The Wall Street Journal also thinks the Motorola RAZR line (which includes the KRZR K1) is behind in technology.
My free advice to Motorola: it's not just the package, it's also the software and most importantly the entire experience which consists of the hardware, software and the packaging. Learn from Apple and Nokia or you are doomed. People are not going to be content with a beautiful phone with yesterday's software which allows you take decent photo and videos but has no easy way to share them.

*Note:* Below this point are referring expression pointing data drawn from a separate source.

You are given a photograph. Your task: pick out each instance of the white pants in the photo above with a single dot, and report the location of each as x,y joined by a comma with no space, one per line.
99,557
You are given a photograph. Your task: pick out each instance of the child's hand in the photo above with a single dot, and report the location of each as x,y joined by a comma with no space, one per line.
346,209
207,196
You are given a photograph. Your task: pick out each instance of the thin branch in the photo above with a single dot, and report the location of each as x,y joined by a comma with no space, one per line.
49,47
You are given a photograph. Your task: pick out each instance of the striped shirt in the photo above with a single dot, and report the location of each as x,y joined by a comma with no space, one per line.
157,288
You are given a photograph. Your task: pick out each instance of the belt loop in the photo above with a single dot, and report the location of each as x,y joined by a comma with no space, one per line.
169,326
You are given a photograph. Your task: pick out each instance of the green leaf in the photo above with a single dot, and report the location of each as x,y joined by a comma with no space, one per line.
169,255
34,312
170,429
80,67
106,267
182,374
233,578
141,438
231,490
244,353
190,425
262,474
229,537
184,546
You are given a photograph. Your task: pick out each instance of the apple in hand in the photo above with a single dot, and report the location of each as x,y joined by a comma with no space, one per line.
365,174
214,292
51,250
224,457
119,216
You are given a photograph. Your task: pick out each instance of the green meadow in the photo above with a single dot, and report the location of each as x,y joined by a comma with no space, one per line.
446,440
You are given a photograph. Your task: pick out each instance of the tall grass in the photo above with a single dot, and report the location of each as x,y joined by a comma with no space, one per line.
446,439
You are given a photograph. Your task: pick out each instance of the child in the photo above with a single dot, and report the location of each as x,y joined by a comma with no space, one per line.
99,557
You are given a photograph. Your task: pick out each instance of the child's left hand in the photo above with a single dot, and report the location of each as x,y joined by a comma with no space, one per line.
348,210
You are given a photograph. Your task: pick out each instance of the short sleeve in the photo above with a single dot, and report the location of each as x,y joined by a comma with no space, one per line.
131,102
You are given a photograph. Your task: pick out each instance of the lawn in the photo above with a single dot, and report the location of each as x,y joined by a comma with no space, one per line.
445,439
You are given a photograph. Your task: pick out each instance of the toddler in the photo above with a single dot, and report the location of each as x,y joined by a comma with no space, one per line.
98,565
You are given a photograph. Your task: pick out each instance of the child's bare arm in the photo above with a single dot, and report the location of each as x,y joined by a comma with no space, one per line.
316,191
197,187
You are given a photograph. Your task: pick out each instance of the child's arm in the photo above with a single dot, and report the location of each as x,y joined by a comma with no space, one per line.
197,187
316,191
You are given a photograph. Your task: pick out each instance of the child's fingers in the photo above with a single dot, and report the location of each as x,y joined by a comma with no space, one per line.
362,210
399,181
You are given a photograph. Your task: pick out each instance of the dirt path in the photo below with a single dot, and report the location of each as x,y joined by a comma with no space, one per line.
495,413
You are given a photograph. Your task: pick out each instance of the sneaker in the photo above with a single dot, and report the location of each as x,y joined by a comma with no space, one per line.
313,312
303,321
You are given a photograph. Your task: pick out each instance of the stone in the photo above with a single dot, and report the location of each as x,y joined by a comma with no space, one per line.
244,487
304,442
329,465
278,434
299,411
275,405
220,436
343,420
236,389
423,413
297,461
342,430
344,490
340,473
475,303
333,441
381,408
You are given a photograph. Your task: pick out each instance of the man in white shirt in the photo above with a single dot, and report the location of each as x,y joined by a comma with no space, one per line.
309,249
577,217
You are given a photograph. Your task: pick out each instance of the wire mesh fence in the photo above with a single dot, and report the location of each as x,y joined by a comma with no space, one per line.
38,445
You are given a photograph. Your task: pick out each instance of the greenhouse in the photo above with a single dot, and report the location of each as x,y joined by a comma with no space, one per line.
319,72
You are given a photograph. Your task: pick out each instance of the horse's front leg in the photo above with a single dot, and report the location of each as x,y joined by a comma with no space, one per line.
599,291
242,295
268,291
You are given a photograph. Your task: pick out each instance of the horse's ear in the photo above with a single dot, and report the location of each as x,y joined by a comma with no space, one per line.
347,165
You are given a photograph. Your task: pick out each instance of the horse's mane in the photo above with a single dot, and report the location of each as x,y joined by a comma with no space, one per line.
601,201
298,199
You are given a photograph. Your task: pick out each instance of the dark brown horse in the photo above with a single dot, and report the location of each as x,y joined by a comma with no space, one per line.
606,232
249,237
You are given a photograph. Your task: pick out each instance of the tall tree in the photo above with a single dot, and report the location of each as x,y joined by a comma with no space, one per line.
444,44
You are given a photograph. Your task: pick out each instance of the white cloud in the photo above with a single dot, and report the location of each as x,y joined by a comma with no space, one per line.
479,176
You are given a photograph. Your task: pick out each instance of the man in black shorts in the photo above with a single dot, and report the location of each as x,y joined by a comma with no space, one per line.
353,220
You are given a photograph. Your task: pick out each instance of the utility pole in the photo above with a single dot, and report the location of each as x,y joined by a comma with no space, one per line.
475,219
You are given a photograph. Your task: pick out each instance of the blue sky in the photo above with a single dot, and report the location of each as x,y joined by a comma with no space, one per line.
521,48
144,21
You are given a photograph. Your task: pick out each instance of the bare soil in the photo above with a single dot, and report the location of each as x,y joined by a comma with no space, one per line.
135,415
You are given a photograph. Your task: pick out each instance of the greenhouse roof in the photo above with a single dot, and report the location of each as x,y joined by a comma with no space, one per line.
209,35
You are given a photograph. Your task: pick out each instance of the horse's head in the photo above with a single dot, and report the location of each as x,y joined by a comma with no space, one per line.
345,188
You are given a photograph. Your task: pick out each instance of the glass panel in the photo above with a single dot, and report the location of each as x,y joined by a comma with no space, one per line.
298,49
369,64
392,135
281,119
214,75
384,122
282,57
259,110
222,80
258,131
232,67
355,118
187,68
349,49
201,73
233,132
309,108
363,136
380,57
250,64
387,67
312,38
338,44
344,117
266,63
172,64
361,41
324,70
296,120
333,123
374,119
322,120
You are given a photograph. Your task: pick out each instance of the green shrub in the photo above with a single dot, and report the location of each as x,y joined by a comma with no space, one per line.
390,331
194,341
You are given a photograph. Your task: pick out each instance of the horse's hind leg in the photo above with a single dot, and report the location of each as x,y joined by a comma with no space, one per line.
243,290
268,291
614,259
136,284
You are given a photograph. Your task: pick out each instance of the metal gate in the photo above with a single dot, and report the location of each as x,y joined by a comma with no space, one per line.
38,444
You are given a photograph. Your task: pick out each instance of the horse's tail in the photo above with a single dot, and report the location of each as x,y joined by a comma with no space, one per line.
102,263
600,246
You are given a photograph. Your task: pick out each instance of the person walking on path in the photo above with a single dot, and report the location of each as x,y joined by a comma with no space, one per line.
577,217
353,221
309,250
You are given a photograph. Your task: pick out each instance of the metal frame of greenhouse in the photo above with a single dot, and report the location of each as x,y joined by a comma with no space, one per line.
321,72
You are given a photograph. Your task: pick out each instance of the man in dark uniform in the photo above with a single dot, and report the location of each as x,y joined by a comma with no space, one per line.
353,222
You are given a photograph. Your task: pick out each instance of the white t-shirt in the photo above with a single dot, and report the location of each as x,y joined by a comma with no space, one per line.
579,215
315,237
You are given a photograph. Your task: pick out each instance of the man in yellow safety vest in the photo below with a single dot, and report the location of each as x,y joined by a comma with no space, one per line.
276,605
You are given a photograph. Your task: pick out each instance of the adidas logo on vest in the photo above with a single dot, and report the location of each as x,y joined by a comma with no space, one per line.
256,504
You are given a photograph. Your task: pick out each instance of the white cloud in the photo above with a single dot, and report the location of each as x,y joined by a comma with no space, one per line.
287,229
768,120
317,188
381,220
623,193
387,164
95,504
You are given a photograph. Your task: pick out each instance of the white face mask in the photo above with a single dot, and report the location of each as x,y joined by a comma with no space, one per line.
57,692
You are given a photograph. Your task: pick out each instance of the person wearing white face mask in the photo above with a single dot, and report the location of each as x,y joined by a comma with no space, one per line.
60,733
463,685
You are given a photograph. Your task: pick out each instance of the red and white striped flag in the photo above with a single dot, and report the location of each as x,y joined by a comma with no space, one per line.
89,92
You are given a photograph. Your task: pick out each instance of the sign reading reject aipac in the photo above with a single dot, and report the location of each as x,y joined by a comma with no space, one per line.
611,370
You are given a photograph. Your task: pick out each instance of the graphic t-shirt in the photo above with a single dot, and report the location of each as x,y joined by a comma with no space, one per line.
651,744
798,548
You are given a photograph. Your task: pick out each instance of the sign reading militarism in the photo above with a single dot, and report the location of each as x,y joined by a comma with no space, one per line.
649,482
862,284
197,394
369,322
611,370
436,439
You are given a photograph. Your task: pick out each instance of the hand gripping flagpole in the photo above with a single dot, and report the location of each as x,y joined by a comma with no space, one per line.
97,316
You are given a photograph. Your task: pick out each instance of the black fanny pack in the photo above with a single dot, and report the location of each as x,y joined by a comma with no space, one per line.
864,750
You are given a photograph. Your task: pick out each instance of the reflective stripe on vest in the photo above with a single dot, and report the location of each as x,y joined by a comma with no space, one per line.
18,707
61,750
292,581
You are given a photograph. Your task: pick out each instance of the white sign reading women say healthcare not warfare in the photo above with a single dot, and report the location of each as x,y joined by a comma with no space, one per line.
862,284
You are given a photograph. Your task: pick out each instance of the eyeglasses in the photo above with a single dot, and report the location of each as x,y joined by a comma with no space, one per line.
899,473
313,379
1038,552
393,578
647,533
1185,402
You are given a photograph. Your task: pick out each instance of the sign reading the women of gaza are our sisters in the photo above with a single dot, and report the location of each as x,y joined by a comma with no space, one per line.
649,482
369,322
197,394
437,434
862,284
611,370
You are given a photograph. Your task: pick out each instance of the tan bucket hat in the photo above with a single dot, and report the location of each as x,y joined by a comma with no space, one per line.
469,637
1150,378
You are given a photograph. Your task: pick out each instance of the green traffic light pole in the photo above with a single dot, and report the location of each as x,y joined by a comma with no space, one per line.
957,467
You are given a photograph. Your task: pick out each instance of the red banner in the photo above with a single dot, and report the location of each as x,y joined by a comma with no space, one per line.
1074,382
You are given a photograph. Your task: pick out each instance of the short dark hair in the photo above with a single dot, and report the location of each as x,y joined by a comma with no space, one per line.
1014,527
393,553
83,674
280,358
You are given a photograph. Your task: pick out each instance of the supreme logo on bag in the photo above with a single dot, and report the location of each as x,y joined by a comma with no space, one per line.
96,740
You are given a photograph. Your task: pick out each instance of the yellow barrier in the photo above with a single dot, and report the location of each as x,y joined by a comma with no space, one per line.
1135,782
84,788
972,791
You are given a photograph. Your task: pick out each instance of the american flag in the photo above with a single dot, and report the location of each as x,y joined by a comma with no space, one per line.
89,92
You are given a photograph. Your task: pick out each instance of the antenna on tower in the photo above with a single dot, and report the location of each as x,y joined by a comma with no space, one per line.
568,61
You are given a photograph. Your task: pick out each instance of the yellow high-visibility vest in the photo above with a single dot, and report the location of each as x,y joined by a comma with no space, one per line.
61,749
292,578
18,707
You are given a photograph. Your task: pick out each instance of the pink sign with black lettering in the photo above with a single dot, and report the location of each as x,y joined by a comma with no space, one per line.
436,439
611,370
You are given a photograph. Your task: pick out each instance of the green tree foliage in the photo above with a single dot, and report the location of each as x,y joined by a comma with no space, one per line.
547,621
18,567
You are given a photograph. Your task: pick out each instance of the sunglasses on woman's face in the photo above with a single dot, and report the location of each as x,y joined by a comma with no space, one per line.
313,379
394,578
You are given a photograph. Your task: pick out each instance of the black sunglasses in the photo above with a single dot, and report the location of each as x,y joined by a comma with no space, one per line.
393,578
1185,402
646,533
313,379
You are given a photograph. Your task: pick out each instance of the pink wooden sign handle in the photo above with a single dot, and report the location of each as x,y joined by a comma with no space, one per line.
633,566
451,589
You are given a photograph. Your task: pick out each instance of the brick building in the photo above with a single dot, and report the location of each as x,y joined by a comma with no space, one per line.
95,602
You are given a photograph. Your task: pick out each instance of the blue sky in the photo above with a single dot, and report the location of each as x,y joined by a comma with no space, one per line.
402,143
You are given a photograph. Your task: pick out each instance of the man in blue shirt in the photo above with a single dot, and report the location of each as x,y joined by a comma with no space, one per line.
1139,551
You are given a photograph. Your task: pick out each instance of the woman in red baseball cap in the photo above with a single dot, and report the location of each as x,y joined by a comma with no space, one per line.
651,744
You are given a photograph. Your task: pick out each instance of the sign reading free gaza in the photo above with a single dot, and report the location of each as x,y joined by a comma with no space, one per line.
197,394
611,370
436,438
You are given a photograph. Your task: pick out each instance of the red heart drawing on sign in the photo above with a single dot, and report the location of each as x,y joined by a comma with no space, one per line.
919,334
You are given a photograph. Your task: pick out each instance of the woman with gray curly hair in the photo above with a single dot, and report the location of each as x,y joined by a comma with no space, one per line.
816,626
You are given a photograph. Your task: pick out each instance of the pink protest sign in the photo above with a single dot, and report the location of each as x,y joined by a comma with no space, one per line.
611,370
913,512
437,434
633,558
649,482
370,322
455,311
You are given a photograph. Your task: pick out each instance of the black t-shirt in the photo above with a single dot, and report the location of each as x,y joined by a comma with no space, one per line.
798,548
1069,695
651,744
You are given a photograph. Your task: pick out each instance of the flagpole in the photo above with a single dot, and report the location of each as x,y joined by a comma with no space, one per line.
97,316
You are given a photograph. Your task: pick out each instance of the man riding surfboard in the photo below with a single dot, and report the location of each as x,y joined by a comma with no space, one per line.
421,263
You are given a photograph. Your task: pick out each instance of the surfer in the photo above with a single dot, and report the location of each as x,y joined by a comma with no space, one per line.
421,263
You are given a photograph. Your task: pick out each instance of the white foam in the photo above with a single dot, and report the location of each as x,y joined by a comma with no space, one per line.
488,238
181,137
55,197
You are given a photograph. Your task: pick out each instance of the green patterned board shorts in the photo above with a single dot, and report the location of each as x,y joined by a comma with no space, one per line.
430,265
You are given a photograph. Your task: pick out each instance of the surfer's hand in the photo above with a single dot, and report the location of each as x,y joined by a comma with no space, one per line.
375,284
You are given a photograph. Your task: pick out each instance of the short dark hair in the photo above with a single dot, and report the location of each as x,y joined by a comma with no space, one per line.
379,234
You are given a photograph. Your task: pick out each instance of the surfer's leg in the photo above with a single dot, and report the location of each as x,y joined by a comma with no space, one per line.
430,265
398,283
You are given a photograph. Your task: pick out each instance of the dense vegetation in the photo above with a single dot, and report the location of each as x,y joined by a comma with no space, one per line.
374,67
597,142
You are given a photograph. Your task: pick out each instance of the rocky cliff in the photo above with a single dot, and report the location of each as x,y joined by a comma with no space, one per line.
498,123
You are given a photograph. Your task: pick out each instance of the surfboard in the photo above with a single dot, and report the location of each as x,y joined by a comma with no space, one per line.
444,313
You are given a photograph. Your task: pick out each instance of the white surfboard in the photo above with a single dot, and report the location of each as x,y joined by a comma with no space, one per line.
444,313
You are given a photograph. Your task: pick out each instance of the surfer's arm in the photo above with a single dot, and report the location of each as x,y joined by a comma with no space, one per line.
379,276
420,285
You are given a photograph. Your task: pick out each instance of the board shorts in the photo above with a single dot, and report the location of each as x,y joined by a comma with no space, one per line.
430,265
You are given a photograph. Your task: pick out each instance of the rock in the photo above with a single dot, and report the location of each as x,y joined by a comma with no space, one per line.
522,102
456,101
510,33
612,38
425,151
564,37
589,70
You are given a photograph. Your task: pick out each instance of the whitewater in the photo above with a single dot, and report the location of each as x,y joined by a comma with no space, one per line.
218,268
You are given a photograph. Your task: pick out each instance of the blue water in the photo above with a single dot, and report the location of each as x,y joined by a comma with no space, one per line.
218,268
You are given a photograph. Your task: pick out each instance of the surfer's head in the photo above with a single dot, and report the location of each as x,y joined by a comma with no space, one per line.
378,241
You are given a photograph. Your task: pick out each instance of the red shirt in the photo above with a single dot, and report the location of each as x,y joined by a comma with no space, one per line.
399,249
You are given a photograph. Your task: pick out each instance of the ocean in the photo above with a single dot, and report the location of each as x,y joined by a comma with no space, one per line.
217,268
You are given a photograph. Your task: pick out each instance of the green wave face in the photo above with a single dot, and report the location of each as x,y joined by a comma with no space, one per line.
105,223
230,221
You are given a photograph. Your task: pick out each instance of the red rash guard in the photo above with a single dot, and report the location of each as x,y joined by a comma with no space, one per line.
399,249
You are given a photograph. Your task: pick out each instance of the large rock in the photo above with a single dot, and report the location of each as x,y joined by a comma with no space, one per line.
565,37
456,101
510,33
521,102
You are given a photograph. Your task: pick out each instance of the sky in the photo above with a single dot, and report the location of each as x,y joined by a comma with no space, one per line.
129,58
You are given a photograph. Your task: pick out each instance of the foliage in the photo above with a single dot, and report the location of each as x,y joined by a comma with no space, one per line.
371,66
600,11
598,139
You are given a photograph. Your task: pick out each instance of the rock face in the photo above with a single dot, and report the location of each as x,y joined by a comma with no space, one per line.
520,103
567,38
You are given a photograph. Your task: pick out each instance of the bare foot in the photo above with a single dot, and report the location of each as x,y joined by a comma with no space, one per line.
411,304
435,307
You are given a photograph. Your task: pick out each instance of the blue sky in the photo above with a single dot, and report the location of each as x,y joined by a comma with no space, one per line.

A year ago, Motorola Inc. appeared headed for a third straight year of rich profits under Chief Executive Ed Zander, driven by its hit cellphone the Razr. "A lot of you are always asking what is after the Razr," Mr. Zander said in an April 2006 conference call after another quarter of 30%-plus growth. "I say more Razrs."
But behind the scenes, Motorola was working furiously to get a successor phone to market by the second half of 2006, according to people familiar with the matter. When it failed to do so, profit margins on handsets narrowed and the company swung to a loss. Key executives left. And as the stock slid, activist investor Carl Icahn built up a position and began campaigning for a board seat to address what he called Motorola's "operational problems."
Motorola's travails illustrate the risks for a company that rides high with a big consumer hit. Amid its success with the Razr, it fell behind on developing a phone with the next generation of technology. Missing a beat is especially hazardous in cellphones, where it can take two to three years to develop a new line.